In some cases, because they changed many parts and realised the cost of the operation and in others because recognition of the defect comes after the legal guarantee is expired and the customer is not informed that he is eligible for a replacement.

To name only a few examples, in the first case, Audi brake problems in the early 2000s, in the second case, failure of the injectors for VW (about €800 apiece) that is occurring today.
Just the other day the owner of a Passat told me that he had to change the injectors in his car for the second time and it was done under warranty.
He, however, had already changed them some time before and let the dealer know. He was told that the company just now recognised the product defect so those who had already changed them could do nothing! In my opinion, this is truly incredible!

Even more disturbing is the fact that many times the same identical piece, sold however under two different brands but by the same car group, have two different list prices. The case of Citroen and Peugeot, for example, where the same mechanical and body part pieces used by models of both brands have different prices depending upon whether they are sold for one brand or the other.
The distribution of parts however seems to be the same for both Citroen and Peugeot and is operated by GEFCO Italia S.p.A.

What is the point of scale economy in these cases?
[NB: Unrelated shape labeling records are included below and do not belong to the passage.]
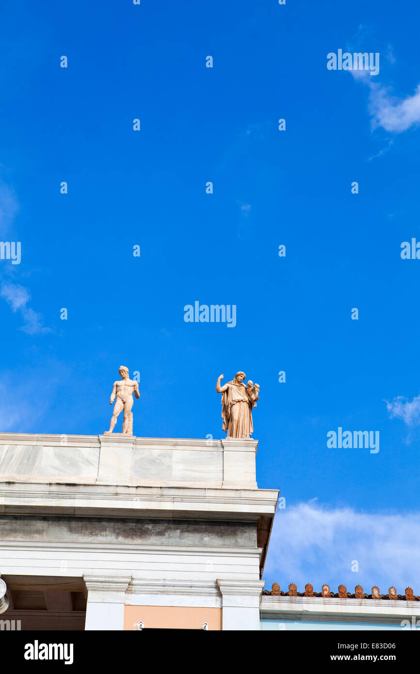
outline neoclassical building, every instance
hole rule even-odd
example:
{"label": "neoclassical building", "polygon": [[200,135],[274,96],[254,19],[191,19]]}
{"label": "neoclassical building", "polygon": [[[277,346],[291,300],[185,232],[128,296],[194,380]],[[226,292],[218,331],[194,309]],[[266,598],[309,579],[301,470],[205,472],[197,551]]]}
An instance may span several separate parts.
{"label": "neoclassical building", "polygon": [[0,628],[399,630],[415,621],[419,598],[407,590],[264,590],[278,493],[258,488],[257,446],[0,433]]}

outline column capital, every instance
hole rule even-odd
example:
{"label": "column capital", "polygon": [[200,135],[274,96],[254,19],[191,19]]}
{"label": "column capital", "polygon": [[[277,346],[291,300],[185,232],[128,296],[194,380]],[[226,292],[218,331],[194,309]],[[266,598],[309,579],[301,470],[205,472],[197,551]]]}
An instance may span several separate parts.
{"label": "column capital", "polygon": [[131,576],[85,574],[83,580],[88,592],[88,601],[123,603]]}
{"label": "column capital", "polygon": [[223,606],[259,607],[260,596],[265,580],[224,580],[216,581],[223,597]]}

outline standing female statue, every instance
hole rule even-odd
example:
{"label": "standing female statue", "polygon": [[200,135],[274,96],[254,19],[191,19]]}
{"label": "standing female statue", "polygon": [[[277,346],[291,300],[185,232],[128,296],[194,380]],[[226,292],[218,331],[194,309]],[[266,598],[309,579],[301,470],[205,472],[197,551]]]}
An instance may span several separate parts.
{"label": "standing female statue", "polygon": [[237,372],[235,379],[220,386],[220,375],[216,384],[217,393],[222,394],[222,428],[227,433],[228,437],[249,439],[252,433],[252,408],[259,398],[260,386],[253,386],[248,381],[245,386],[243,381],[245,372]]}

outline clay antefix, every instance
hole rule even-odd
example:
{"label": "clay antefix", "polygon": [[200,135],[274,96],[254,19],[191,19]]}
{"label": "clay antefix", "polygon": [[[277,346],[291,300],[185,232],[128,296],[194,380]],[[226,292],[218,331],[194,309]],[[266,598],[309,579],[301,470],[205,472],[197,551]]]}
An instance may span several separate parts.
{"label": "clay antefix", "polygon": [[124,410],[124,420],[123,421],[123,433],[127,435],[133,435],[133,393],[136,398],[140,398],[138,383],[132,381],[129,377],[128,367],[121,365],[119,371],[121,377],[121,381],[114,381],[113,392],[111,394],[110,404],[112,405],[115,400],[115,406],[111,419],[109,431],[105,431],[104,435],[109,435],[114,429],[117,423],[117,418]]}
{"label": "clay antefix", "polygon": [[222,428],[228,437],[249,439],[253,431],[252,408],[260,398],[260,386],[249,380],[245,386],[245,372],[237,372],[235,379],[220,386],[220,375],[216,384],[217,393],[222,394]]}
(Often unfortunately, in the case of the customer who complains about a brake vibration problem, the company policy is to not recognize the warranty even though they are aware of the problem. Then my last point has no meaning. The logic applied in this case is that the car has a problem and a problem recognized by the company, but since we’ve had too many so far, the part is no longer under warranty! So, due to mistakes made during the planning phase, the end customer is always the loser.